The government’s effort to identify Tor users was brought to light after Brian Farrell, defendant of a charge for dealing drugs, filed a motion to learn the technique used by Carnegie Mellon University to uncover the IP addresses of the otherwise anonymous Tor users. Farrell learned that researchers at Carnegie Mellon were able to crack his IP address and submitted the information to the FBI under a subpoena order.
The government agreed to disclose the discovery technique used by the researchers at Carnegie Mellon, which acknowledged that the SEI and DoD jointly funded the project and designed the discovery method. Carnegie Mellon is washing its hands of the matter. However, the institution acknowledged that it had, indeed, collaborated with the DoD to gain the IP address of Tor users, but only because it was subpoenaed by the FBI for said information.

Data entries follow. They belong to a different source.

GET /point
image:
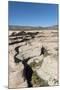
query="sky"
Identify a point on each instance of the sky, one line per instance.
(32, 14)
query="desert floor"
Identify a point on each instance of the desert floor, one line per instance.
(26, 46)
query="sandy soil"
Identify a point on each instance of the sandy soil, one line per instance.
(26, 45)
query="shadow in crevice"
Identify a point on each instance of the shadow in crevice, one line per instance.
(27, 71)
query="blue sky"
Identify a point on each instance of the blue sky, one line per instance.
(32, 14)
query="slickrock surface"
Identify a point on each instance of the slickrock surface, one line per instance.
(26, 45)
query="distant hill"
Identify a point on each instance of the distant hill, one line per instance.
(11, 27)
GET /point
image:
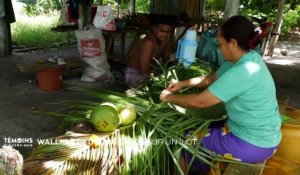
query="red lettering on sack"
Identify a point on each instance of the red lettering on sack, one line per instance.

The US court that warranted the discovery tried to justify its decision by citing a previous ruling that dismissed the rights of Internet users to privacy on grounds that their IP addresses are accessible to the websites they visit and to the Internet service providers anyway. Besides, the court adds, Tor users must not expect privacy since most networks have vulnerabilities that can be exploited to uncover their IP addresses.
In exchange, the people behind the Tor project argued that the judge lacked proper comprehension of the network’s operations. They recognized the fact that IP addresses are visible to network nodes, but added that this information is hidden from public view as it traverses the network.
This is not the first time that Carnegie Mellon University appeared to have participated in the FBI’s work to break into the Tor anonymity. Late last year, the Tor Project blew the whistle on a collaboration between the FBI and CMU for that same purpose. In the middle of 2015, Tor also revealed a sort of spying on the network by people who wanted to establish the identity of Tor users.